How Would I Build a Payment System That Doesn't Lose Money
Source: Dev.to
How Would I Build: A Payment System for 10 000 TPS
I take a real engineering problem, reason through it in plain language first, then attach the actual name for that reasoning at the end. Jargon comes last, not first.
The Problem
Goal: Build a payment system that can handle 10 000 transactions per second without losing a single one.
1. Concurrency – The “Suya” Analogy
Analogy: Two customers walk up to a suya stall at the same time, both want the last stick. The vendor has only two hands, so he can’t serve them simultaneously. If he hands out the same stick to both, one will end up empty‑handed.
In a payment system the same thing happens when two withdraw requests hit the same wallet at the exact same moment:
- Both requests read the balance.
- Both see enough money.
- Both write a debit.
Result → double payout.
Term: Concurrency problem – specifically a race condition.
2. Locking – “Whoever Arrives First Locks the Wallet”
Solution: The first request acquires a lock on the wallet row in the database. The second request must wait, then re‑reads the balance after the lock is released.
Term: Pessimistic locking (or simply locking).
3. Vertical Scaling – “Bigger Grill, Same Chef”

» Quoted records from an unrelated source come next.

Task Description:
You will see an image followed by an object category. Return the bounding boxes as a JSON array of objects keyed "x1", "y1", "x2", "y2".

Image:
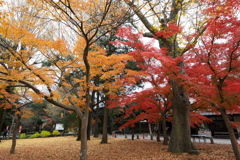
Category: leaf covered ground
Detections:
[{"x1": 0, "y1": 137, "x2": 235, "y2": 160}]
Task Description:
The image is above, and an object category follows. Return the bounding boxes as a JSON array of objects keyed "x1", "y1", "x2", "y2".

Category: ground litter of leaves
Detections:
[{"x1": 0, "y1": 136, "x2": 235, "y2": 160}]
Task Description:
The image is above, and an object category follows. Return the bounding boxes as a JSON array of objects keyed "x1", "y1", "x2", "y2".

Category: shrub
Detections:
[
  {"x1": 19, "y1": 133, "x2": 27, "y2": 139},
  {"x1": 30, "y1": 132, "x2": 40, "y2": 138},
  {"x1": 52, "y1": 130, "x2": 60, "y2": 136},
  {"x1": 40, "y1": 131, "x2": 51, "y2": 138}
]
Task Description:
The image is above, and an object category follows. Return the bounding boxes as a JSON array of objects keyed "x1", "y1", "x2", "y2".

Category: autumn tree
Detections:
[
  {"x1": 0, "y1": 0, "x2": 129, "y2": 159},
  {"x1": 122, "y1": 0, "x2": 240, "y2": 153},
  {"x1": 186, "y1": 1, "x2": 240, "y2": 159}
]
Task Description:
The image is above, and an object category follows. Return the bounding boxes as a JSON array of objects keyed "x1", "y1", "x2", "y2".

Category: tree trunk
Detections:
[
  {"x1": 168, "y1": 80, "x2": 191, "y2": 153},
  {"x1": 7, "y1": 114, "x2": 15, "y2": 139},
  {"x1": 94, "y1": 96, "x2": 99, "y2": 138},
  {"x1": 162, "y1": 113, "x2": 168, "y2": 145},
  {"x1": 87, "y1": 112, "x2": 92, "y2": 140},
  {"x1": 0, "y1": 108, "x2": 6, "y2": 136},
  {"x1": 219, "y1": 109, "x2": 240, "y2": 160},
  {"x1": 10, "y1": 115, "x2": 22, "y2": 154},
  {"x1": 77, "y1": 118, "x2": 82, "y2": 141},
  {"x1": 101, "y1": 106, "x2": 108, "y2": 144},
  {"x1": 80, "y1": 113, "x2": 88, "y2": 160},
  {"x1": 156, "y1": 121, "x2": 161, "y2": 142},
  {"x1": 131, "y1": 127, "x2": 134, "y2": 140}
]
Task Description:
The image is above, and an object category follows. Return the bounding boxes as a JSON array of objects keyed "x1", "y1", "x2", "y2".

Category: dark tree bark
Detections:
[
  {"x1": 156, "y1": 122, "x2": 161, "y2": 142},
  {"x1": 10, "y1": 114, "x2": 22, "y2": 154},
  {"x1": 0, "y1": 108, "x2": 6, "y2": 136},
  {"x1": 87, "y1": 112, "x2": 92, "y2": 140},
  {"x1": 219, "y1": 109, "x2": 240, "y2": 160},
  {"x1": 94, "y1": 93, "x2": 100, "y2": 138},
  {"x1": 168, "y1": 80, "x2": 192, "y2": 153},
  {"x1": 162, "y1": 113, "x2": 168, "y2": 145},
  {"x1": 76, "y1": 118, "x2": 82, "y2": 141},
  {"x1": 131, "y1": 127, "x2": 134, "y2": 140}
]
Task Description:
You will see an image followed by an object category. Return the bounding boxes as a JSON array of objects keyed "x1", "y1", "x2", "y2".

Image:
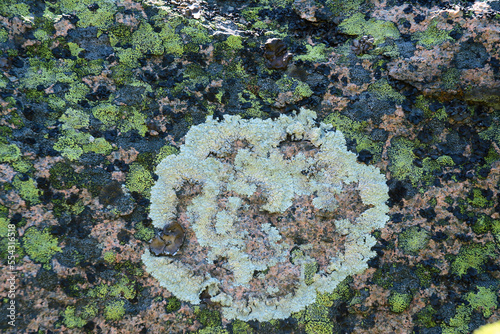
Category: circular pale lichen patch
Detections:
[{"x1": 142, "y1": 109, "x2": 388, "y2": 321}]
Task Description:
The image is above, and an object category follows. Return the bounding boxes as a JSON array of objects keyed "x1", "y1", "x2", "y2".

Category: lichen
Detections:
[
  {"x1": 398, "y1": 226, "x2": 431, "y2": 255},
  {"x1": 339, "y1": 12, "x2": 400, "y2": 45},
  {"x1": 22, "y1": 227, "x2": 62, "y2": 264},
  {"x1": 104, "y1": 300, "x2": 125, "y2": 321},
  {"x1": 388, "y1": 291, "x2": 413, "y2": 313},
  {"x1": 412, "y1": 18, "x2": 453, "y2": 49},
  {"x1": 465, "y1": 286, "x2": 498, "y2": 318},
  {"x1": 0, "y1": 143, "x2": 21, "y2": 163},
  {"x1": 142, "y1": 109, "x2": 388, "y2": 321}
]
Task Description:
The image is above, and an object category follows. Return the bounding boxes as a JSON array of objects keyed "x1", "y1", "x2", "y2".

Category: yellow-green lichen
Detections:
[
  {"x1": 368, "y1": 79, "x2": 405, "y2": 103},
  {"x1": 388, "y1": 291, "x2": 413, "y2": 313},
  {"x1": 225, "y1": 35, "x2": 243, "y2": 50},
  {"x1": 465, "y1": 286, "x2": 498, "y2": 318},
  {"x1": 104, "y1": 300, "x2": 125, "y2": 321},
  {"x1": 22, "y1": 227, "x2": 62, "y2": 264},
  {"x1": 398, "y1": 226, "x2": 431, "y2": 255},
  {"x1": 12, "y1": 175, "x2": 40, "y2": 205},
  {"x1": 62, "y1": 306, "x2": 87, "y2": 328},
  {"x1": 132, "y1": 22, "x2": 165, "y2": 55},
  {"x1": 232, "y1": 320, "x2": 254, "y2": 334},
  {"x1": 473, "y1": 320, "x2": 500, "y2": 334},
  {"x1": 0, "y1": 28, "x2": 9, "y2": 43},
  {"x1": 0, "y1": 143, "x2": 21, "y2": 163},
  {"x1": 294, "y1": 43, "x2": 332, "y2": 63},
  {"x1": 134, "y1": 222, "x2": 155, "y2": 242},
  {"x1": 103, "y1": 251, "x2": 116, "y2": 264},
  {"x1": 412, "y1": 18, "x2": 453, "y2": 49},
  {"x1": 441, "y1": 305, "x2": 472, "y2": 334},
  {"x1": 125, "y1": 163, "x2": 154, "y2": 195},
  {"x1": 451, "y1": 243, "x2": 498, "y2": 277},
  {"x1": 323, "y1": 112, "x2": 382, "y2": 161},
  {"x1": 339, "y1": 13, "x2": 400, "y2": 46},
  {"x1": 387, "y1": 137, "x2": 440, "y2": 186}
]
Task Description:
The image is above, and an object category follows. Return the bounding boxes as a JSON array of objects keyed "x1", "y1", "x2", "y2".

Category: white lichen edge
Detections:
[{"x1": 142, "y1": 109, "x2": 389, "y2": 321}]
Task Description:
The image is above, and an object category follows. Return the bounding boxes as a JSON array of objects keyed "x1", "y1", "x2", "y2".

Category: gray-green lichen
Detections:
[{"x1": 142, "y1": 109, "x2": 388, "y2": 321}]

Analogy: The vendor upgrades the grill, adds more charcoal, gets a faster stove. Orders go out faster, but there’s still only one chef, so customers still wait.
Term: Vertical scaling – adding more CPU, RAM, or faster storage to a single machine. It raises the ceiling but doesn’t remove the fundamental bottleneck.

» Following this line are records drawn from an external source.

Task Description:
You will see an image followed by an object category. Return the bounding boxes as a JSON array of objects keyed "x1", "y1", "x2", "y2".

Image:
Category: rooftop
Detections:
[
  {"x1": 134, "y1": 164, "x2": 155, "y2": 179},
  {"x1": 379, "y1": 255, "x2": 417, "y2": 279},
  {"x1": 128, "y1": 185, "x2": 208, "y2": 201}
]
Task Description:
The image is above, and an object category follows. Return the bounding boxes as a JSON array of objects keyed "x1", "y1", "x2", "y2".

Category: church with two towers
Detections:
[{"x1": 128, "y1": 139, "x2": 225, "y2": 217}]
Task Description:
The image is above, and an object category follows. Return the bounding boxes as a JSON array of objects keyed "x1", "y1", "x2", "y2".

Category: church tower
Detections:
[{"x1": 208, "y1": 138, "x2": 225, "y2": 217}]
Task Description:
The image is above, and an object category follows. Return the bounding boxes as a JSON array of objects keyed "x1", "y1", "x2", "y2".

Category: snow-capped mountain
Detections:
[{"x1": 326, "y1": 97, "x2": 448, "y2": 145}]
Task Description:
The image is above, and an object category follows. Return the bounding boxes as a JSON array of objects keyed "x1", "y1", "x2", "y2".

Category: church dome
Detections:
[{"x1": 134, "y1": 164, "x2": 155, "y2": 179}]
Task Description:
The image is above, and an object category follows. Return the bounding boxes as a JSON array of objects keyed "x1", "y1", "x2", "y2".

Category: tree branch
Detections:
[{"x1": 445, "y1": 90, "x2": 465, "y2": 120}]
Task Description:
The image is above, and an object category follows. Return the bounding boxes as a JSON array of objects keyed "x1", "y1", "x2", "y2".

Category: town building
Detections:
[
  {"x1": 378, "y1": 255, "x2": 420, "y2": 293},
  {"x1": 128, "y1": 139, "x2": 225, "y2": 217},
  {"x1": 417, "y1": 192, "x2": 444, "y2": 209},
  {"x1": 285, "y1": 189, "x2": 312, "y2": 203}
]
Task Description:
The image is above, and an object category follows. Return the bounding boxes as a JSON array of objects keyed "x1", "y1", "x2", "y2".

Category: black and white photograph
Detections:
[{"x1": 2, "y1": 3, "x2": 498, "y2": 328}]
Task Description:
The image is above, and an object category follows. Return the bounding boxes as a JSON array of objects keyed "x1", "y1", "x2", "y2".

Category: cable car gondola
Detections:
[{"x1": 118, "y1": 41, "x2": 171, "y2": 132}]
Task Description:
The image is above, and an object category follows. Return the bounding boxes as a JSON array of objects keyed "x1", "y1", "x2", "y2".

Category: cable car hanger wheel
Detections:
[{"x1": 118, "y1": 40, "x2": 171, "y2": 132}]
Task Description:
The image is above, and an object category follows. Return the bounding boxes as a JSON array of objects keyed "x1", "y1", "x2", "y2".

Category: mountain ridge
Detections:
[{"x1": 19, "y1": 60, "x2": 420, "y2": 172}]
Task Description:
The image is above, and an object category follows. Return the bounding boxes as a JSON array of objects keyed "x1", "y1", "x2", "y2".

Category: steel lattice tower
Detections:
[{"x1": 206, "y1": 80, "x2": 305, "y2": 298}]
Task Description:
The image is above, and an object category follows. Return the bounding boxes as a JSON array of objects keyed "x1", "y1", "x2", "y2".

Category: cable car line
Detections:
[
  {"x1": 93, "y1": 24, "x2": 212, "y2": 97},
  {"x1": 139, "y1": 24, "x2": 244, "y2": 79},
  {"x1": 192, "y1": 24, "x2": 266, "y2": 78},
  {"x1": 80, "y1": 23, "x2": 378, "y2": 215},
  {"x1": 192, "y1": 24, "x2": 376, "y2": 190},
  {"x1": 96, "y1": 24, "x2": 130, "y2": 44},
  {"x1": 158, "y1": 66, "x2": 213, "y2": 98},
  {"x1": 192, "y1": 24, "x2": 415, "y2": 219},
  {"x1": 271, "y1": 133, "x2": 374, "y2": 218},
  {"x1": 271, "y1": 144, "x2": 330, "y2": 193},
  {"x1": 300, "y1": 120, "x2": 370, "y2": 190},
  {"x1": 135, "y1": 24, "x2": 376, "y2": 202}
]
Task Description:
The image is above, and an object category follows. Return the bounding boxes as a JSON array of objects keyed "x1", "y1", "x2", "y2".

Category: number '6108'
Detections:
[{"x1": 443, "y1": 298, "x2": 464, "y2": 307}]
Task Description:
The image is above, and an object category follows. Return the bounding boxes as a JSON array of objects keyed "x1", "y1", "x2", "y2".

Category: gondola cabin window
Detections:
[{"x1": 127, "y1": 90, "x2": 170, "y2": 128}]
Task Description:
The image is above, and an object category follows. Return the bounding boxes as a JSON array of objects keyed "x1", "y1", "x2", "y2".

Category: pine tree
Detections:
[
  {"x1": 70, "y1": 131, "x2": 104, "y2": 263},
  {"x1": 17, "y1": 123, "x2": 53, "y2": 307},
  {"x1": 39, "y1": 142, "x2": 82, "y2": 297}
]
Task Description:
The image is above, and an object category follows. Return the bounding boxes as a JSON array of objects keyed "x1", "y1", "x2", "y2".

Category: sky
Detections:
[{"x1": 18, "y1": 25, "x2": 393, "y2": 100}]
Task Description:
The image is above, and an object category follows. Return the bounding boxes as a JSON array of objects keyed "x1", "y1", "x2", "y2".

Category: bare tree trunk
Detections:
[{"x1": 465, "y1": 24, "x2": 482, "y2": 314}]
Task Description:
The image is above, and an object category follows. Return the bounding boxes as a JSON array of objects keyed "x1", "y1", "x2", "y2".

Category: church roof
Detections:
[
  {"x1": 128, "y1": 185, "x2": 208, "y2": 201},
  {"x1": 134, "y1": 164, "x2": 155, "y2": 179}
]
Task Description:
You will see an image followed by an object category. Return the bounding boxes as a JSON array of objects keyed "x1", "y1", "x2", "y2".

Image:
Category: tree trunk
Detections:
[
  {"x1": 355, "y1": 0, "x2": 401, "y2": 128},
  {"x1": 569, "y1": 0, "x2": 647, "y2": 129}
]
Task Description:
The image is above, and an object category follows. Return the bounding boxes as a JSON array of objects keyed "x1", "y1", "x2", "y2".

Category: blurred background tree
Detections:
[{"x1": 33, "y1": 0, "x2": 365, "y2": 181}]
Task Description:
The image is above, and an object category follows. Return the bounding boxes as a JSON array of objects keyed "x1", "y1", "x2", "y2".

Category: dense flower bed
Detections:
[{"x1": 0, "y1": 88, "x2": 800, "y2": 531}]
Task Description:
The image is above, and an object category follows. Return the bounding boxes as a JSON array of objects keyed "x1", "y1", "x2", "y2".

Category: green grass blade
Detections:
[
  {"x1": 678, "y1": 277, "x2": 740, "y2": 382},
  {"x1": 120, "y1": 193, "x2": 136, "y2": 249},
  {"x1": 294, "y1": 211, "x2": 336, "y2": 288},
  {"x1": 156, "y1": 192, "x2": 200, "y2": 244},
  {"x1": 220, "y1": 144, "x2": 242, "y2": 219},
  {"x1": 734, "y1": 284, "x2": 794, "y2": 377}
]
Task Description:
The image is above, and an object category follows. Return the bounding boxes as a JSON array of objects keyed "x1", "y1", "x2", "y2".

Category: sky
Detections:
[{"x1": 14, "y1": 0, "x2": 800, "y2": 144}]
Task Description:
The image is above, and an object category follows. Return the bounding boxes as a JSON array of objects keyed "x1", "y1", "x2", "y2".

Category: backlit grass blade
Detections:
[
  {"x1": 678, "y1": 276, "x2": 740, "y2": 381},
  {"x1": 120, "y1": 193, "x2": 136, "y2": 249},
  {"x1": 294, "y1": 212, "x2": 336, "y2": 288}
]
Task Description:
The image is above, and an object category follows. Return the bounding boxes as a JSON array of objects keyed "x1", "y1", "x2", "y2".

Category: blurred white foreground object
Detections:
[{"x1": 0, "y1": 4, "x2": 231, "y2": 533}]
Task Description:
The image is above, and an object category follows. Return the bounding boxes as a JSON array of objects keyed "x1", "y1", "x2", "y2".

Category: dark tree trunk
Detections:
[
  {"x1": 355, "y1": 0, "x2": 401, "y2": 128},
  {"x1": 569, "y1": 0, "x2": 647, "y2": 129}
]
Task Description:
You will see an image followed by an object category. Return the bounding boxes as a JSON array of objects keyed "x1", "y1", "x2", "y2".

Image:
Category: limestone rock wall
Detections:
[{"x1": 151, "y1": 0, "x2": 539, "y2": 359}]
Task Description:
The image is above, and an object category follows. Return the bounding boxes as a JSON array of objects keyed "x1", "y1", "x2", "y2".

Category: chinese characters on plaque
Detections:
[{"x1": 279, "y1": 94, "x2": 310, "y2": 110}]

4. Horizontal Scaling – “More Stalls, Same Chef per Stall”
Analogy: The vendor opens a second, then a third, suya spot. Each stall has its own (smaller) grill, but the total output is much higher.

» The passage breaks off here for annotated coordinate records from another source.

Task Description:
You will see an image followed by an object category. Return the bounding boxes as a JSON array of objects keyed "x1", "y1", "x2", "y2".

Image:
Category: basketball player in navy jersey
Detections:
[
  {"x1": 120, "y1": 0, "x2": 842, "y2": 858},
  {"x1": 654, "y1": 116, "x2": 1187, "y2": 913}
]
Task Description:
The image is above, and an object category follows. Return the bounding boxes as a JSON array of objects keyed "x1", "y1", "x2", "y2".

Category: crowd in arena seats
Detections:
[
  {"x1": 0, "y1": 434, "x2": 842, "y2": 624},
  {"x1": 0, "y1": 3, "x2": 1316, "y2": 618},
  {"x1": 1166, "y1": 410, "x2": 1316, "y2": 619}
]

Term: Horizontal scaling – adding more machines (or instances) to share the load. The limiting factor becomes cost, not hardware.
5. Read Replicas – “Separate Person Handles “Is My Order Ready?”**
Analogy: Most customers just want to know if their order is ready. The vendor hires a second person who only answers status queries, using a copy of the order list. The main chef can now focus on cooking.
Term: Read replicas – a primary database handles writes; replicas serve read traffic, preventing reads from choking writes.
Caveat: Replicas don’t increase write capacity. If 10 000 new orders per second arrive, the primary still hits its ceiling.
6. Sharding – “Multiple Stalls Share the Load**
Analogy: Customers 1‑2 000 go to stall 1, 2 001‑4 000 go to stall 2, etc. New orders are partitioned across several locations.
Term: Sharding – splitting data (or traffic) across multiple independent databases/servers.
7. Distributed Transactions – “The SAGA Pattern**
Problem: Spot 1 takes money, then needs Spot 3 to release the order. If the phone dies, Spot 3 never gets the message → money lost, order not delivered.
Naïve fix: Two‑phase commit (both sides must agree before proceeding). Works but is slow and fragile.
Better fix: Spot 1 records “I took money, Spot 3 owes a release.” If Spot 3 never confirms, Spot 1 automatically refunds. Each service performs its own step and has a compensating action ready.
Term: Saga – a pattern for managing distributed transactions with explicit compensation steps.
8. Load Balancing – “The Entrance Greeter**
Analogy: Five stalls are open, but customers don’t know which line is shortest. A greeter looks at all stalls and points each new customer to the next free one.
Term: Load balancer – sits in front of servers and distributes incoming traffic so no single server is overloaded (e.g., Nginx, HAProxy, Envoy).
9. High Availability & Failover – “Backup Greeter**
Problem: The greeter is a single point of failure.
Solution: Deploy a hot‑standby greeter that automatically takes over if the primary fails.
Term: Failover – automatic switchover to a redundant component, forming a high‑availability (HA) setup.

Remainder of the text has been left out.